More Improvements on the Horizon

Compared with the team’s prior robot model designed for laparoscopy, the STAR offers several improvements. The previous robot surgeon had a tissue tracking system that only considered stationary tissue without breathing motions. Also, prefiltering for noise and tool collision prevention was only considered in one of the suture plans.

Furthermore, the robot didn’t have autonomous replanning suggestions, so the operator had to monitor each surgery step. Finally, the design lacked tool failure monitoring and independent camera motion control.

Because of these shortcomings, the robot could only complete about 58% of sutures autonomously without any restitches. So, the STAR offers more benefits and improvements regarding autonomous surgeries. Not only does the robot reduce operator workload, but it also improves patient outcomes. As autonomous surgeries become more normalized, it will help standardize surgical outcomes since they’re not dependent on a surgeon’s experience, prior training, or daily performance.

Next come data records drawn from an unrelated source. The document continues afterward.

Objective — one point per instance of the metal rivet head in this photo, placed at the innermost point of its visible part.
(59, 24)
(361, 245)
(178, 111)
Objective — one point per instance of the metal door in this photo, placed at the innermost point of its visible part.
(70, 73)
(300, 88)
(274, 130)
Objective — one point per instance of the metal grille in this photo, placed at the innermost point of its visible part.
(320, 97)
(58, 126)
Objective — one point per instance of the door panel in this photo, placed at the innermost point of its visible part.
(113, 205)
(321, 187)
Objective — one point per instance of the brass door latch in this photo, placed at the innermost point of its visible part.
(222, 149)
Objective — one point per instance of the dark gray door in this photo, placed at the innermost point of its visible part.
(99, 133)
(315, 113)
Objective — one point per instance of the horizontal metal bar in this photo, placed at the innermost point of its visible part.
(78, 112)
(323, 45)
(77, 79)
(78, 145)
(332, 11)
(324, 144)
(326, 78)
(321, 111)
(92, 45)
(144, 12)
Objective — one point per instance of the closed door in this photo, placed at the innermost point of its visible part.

Because of this, it will enhance the accuracy and consistency of laparoscopic surgery, regarding suture bite-size, spacing, and tension, for example. Ensuring accuracy in these parameters will reduce leaks, which will help improve patient outcomes and reduce surgical complications.

laparoscopic surgery

Final Thoughts on Autonomous Robot that Performs Laparoscopic Surgery

The future of laparoscopic surgery may be in the hands of robot surgeons. Johns Hopkins University researchers have created the world’s first robot that performed intestinal surgery without human help. This could revolutionize soft tissue surgeries in the future, reducing the need for human surgeons while improving accuracy. As technology advances, it allows us the freedom to explore our full potential. It’s an exciting time to be alive, indeed.